3. Workplace rethink

Our assumptions of what is essential have been challenged. Three months ago, toilet paper wasn’t a status symbol and nurses were not being given a round of applause for their contribution to society.

In business terms, we have been forced to face the fact that we are able to do much of our work without the need for our teams to be in the office during business hours, and despite the fact that we have been unable to travel for client work. When, how and where work is getting done has changed – possibly forever.

A well-used and relevant proverb of unclear origin suggests that “the best time to plant a tree is 20 years ago, the second best time is now”. The same thing can be said for many of the lessons that have been thrust upon leaders in these times.

Think about technical skills (embracing technology and the capacity to work remotely), strategic capability (building in resilience and agility into a firm’s practices) or philosophies that underpin leadership (your beliefs about what a leader is, the value they provide and how they execute on that). If you have embraced these concepts before now, you should be well placed to make the best out of the current conditions and should experience the value of continuing with these approaches.

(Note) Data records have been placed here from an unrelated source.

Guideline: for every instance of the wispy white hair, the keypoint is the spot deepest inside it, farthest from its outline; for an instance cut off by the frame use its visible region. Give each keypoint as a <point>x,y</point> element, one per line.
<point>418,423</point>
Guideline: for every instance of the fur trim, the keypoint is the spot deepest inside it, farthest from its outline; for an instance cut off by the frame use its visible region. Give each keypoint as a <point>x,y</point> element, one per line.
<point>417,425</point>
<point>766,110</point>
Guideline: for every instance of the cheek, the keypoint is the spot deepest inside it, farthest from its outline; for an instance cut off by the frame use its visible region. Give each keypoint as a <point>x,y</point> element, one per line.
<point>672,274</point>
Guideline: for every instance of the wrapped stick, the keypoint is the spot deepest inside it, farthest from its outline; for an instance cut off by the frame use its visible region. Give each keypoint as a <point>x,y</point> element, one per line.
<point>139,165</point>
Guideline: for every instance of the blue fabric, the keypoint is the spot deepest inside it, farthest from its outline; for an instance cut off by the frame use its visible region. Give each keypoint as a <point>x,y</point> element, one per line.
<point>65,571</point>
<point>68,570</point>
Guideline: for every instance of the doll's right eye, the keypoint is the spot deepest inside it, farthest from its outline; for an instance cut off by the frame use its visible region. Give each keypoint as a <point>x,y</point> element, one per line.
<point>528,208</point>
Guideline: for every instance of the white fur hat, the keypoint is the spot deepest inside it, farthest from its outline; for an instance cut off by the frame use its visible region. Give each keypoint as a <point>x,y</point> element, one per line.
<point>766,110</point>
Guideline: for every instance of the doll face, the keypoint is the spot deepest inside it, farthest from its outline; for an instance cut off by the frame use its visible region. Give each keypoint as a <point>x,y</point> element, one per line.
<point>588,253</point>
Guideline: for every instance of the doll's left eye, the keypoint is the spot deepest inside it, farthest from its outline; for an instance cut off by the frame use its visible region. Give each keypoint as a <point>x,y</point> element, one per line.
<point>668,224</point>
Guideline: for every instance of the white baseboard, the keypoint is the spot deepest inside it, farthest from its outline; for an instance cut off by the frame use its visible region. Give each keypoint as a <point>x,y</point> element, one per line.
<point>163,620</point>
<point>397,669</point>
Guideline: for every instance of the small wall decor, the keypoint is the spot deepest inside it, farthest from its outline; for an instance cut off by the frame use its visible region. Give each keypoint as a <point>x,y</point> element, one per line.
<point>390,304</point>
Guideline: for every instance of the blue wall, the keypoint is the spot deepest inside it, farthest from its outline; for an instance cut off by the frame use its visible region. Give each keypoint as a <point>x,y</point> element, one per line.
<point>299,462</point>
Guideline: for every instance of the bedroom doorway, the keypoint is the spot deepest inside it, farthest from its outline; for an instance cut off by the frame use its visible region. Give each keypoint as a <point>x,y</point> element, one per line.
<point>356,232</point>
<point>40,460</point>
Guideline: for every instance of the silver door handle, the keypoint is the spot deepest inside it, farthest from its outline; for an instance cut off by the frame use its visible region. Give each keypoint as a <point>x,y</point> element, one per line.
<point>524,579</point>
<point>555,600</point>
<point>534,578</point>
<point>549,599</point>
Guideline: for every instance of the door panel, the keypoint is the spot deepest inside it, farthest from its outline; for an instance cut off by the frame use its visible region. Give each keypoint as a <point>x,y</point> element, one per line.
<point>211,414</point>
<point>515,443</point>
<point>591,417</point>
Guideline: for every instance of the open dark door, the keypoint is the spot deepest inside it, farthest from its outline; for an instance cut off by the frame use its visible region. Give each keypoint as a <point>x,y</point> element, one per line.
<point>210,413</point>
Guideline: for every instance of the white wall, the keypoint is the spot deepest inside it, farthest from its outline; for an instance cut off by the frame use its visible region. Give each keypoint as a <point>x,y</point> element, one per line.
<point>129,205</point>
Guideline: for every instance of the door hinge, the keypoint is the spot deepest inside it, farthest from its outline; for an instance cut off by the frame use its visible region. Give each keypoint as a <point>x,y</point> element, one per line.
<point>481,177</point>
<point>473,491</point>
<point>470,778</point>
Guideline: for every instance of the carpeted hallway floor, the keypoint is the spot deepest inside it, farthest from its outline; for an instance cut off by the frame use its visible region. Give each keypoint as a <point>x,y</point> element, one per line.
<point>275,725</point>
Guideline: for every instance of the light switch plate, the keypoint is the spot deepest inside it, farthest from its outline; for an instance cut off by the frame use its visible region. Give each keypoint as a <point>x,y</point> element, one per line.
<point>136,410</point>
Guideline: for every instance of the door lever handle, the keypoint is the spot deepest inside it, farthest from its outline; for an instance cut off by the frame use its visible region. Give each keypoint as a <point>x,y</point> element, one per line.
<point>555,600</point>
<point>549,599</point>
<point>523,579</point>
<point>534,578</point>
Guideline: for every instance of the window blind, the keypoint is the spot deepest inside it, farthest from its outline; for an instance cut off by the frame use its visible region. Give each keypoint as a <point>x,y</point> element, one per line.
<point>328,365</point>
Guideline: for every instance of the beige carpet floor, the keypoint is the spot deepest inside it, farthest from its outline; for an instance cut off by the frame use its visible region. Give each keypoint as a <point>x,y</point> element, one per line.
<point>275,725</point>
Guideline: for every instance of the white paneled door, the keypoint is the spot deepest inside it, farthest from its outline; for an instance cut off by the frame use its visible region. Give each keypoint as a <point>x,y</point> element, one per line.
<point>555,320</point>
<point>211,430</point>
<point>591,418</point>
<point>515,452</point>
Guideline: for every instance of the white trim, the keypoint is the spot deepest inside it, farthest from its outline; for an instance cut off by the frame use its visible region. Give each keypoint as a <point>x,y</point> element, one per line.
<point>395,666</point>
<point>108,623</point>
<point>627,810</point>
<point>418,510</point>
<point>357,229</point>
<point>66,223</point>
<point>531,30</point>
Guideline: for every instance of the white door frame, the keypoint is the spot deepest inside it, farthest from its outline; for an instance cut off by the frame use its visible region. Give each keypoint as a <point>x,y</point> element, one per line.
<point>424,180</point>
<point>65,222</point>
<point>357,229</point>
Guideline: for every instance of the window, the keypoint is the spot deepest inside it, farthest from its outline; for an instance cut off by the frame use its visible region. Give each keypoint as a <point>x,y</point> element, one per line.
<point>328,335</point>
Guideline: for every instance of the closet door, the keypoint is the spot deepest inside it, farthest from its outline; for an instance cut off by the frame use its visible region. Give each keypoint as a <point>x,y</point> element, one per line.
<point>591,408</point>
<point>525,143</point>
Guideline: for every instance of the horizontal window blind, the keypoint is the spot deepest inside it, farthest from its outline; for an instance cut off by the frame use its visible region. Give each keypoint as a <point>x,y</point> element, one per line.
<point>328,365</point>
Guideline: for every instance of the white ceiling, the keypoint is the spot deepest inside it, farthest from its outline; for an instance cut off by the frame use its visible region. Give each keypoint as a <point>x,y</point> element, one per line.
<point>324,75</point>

If you did not plant the tree two decades ago, there may never be a better opportunity within our lifetime to develop the capabilities that grow your influence, effectiveness and resilience as a leader.

At some point, we will be able to go back to working as we knew it. But it doesn’t mean that we have to. There is an opportunity to go back to the office in a stronger, more considered way as a result of the lessons that we are learning through these times.

I trust that this reframe will help you to explore those benefits and design a way for those advantages to last after life returns to its new normal.